[Docutils-checkins] SF.net SVN: docutils:[9967] trunk/docutils

SourceForge Headquarters 1320 Columbia Street Suite 310 San Diego, CA 92101 +1 (858) 422-6466

Revision: 9967
          http://sourceforge.net/p/docutils/code/9967
Author:   milde
Date:     2024-10-24 21:05:01 +0000 (Thu, 24 Oct 2024)
Log Message:
-----------
Start reconciling "colwidth" attribute definition and use.

First, backwards compatible changes get the handling of the
`<colspec>` element's "colwidth" attribute in line with the
definition in the Exchange Table Model.

The "colwidth" attribute is defined in the "Exchange Table Model"
as either a *proportional measure* or a *fixed measure*.
Currently, Docutils supports only unitless values and interpets them
as proportional measures while the Exchange Table Model interprets
unitless values as fixed measures with default unit {U+201C}pt{U+201D}!

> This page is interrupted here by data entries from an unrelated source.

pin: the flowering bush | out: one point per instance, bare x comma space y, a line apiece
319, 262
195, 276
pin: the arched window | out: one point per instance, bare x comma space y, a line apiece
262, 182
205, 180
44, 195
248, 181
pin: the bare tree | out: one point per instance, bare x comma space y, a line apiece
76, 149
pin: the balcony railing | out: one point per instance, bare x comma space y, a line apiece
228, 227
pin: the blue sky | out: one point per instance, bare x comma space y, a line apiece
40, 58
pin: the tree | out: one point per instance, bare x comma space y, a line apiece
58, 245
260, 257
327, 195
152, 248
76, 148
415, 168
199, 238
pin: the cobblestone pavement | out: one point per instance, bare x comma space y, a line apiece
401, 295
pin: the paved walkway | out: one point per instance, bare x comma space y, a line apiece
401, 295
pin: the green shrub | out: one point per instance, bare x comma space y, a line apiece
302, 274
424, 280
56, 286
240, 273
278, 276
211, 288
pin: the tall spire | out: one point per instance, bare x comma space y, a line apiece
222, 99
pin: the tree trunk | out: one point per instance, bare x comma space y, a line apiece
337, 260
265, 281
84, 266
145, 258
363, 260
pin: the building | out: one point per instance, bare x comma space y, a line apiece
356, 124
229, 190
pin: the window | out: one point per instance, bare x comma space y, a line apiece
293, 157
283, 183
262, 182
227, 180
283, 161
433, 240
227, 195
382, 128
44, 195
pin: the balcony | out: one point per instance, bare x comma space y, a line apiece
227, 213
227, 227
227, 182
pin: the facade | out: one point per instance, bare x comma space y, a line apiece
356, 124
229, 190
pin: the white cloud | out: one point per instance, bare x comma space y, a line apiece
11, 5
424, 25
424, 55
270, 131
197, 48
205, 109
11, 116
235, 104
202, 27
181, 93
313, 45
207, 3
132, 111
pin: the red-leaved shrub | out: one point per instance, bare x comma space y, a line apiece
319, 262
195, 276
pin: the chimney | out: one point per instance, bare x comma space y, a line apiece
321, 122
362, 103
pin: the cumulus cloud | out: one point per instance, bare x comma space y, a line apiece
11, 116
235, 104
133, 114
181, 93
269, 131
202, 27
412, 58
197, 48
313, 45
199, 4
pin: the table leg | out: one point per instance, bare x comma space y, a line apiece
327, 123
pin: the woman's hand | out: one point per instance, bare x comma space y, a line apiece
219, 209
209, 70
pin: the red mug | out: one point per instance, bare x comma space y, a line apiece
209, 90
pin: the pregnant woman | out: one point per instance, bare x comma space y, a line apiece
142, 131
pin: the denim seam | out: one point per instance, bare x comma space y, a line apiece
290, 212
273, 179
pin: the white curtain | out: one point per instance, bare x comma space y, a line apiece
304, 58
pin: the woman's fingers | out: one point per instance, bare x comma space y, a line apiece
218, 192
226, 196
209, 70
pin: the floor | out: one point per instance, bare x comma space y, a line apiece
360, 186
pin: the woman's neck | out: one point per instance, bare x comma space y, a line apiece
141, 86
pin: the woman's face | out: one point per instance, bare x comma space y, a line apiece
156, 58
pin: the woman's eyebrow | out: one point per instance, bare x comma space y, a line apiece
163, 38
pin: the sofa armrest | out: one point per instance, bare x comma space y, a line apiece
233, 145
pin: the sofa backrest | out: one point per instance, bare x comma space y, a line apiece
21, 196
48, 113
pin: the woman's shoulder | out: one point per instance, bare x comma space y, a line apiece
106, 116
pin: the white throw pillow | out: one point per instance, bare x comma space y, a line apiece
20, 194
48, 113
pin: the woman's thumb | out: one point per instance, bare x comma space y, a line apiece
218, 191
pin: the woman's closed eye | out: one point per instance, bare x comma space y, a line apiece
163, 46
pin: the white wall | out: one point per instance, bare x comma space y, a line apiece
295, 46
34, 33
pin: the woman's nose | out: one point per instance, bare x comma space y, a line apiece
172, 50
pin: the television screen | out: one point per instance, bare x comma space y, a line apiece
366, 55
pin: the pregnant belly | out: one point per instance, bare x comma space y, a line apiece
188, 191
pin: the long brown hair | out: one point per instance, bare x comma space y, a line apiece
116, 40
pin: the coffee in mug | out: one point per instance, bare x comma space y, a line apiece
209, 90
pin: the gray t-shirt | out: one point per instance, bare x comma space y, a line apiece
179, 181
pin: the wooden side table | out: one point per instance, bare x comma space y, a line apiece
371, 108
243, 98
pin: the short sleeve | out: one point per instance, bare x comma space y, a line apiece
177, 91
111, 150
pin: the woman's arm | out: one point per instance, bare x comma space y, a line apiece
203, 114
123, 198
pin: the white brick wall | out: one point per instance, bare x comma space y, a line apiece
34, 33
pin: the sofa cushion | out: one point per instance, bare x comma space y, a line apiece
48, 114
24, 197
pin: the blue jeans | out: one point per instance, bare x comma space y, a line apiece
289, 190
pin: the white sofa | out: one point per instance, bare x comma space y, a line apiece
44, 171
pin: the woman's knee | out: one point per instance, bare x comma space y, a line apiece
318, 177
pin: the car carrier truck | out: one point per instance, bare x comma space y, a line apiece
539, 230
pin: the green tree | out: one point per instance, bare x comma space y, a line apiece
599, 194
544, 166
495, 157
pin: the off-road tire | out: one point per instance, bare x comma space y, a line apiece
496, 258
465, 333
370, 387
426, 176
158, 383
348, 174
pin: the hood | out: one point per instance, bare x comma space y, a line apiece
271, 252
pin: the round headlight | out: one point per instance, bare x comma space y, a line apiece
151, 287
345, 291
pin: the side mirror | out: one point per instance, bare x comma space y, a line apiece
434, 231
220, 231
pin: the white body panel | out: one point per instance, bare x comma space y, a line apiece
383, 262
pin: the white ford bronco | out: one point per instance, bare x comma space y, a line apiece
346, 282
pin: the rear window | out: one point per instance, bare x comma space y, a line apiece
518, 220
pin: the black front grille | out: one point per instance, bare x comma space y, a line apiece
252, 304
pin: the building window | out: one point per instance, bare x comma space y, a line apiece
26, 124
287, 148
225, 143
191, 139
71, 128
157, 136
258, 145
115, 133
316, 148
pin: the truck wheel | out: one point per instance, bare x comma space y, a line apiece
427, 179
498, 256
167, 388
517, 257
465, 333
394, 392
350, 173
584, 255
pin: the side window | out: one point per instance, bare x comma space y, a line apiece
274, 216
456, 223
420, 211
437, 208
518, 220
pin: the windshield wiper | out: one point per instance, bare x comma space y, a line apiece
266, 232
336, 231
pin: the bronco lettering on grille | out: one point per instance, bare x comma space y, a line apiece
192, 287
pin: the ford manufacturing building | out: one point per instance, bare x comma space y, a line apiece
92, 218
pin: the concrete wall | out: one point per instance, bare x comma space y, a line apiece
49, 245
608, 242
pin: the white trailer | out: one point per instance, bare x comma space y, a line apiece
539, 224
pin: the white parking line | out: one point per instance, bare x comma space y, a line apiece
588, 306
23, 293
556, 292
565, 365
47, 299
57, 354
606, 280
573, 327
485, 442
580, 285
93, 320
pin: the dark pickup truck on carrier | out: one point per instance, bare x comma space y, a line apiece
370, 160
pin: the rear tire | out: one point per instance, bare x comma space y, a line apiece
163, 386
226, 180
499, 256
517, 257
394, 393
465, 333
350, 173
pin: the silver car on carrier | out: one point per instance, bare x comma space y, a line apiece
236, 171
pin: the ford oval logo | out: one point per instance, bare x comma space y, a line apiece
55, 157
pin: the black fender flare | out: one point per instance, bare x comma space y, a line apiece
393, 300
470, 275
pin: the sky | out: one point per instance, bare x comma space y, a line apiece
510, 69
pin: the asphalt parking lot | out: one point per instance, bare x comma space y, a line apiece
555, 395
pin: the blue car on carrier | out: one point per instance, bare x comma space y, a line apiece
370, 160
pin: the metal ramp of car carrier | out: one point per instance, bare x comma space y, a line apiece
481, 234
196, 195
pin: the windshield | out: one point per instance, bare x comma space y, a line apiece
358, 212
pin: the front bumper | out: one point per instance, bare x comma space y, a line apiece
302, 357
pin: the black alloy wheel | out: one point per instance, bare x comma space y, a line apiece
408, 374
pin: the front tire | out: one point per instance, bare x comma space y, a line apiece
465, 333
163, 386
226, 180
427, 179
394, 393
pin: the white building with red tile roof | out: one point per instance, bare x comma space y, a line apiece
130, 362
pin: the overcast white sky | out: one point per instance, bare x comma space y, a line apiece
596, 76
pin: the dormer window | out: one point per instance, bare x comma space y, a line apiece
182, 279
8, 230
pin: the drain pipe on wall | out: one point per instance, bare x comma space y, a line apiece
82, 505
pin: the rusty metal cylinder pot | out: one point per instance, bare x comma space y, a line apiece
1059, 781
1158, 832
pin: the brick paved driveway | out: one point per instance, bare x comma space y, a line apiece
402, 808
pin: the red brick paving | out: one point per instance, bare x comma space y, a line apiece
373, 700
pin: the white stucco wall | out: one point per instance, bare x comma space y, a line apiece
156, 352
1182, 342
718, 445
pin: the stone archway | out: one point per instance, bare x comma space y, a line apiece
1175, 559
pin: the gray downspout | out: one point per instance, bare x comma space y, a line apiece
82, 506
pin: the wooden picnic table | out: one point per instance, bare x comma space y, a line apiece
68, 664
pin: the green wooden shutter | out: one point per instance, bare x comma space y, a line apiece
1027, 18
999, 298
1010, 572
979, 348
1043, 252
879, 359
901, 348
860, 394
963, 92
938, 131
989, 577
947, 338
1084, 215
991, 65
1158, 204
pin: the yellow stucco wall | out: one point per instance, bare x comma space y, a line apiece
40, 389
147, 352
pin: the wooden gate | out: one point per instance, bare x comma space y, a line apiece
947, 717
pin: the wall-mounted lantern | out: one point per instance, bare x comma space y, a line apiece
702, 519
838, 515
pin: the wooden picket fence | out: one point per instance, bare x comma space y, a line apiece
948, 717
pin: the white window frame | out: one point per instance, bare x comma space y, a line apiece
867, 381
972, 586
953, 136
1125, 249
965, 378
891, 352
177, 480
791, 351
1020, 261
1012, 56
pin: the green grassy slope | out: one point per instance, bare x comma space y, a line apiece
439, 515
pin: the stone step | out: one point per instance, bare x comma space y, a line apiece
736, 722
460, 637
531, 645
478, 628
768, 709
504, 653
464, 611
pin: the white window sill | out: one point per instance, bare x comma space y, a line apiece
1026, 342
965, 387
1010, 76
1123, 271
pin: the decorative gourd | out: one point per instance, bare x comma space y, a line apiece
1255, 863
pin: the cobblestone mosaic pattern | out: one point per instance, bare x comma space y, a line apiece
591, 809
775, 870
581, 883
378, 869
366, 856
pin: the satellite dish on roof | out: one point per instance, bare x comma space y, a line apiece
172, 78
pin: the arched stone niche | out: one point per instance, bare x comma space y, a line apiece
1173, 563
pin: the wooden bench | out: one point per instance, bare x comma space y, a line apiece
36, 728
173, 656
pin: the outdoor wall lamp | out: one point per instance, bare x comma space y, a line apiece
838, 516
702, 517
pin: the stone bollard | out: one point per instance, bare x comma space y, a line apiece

The new optional argument "unit_pattern" for `nodes.parse_measure()`
allows configuring what is recognized as a unit.

The new validation function `nodes.validate_proportional()`
for the "colwidth" attribute also accepts conformant values like
"5.2*" (for 5.2 times the "unit proportion").
For backwards compatibility reasons, the attribute is still stored
as numerical value in Python doctree element instances.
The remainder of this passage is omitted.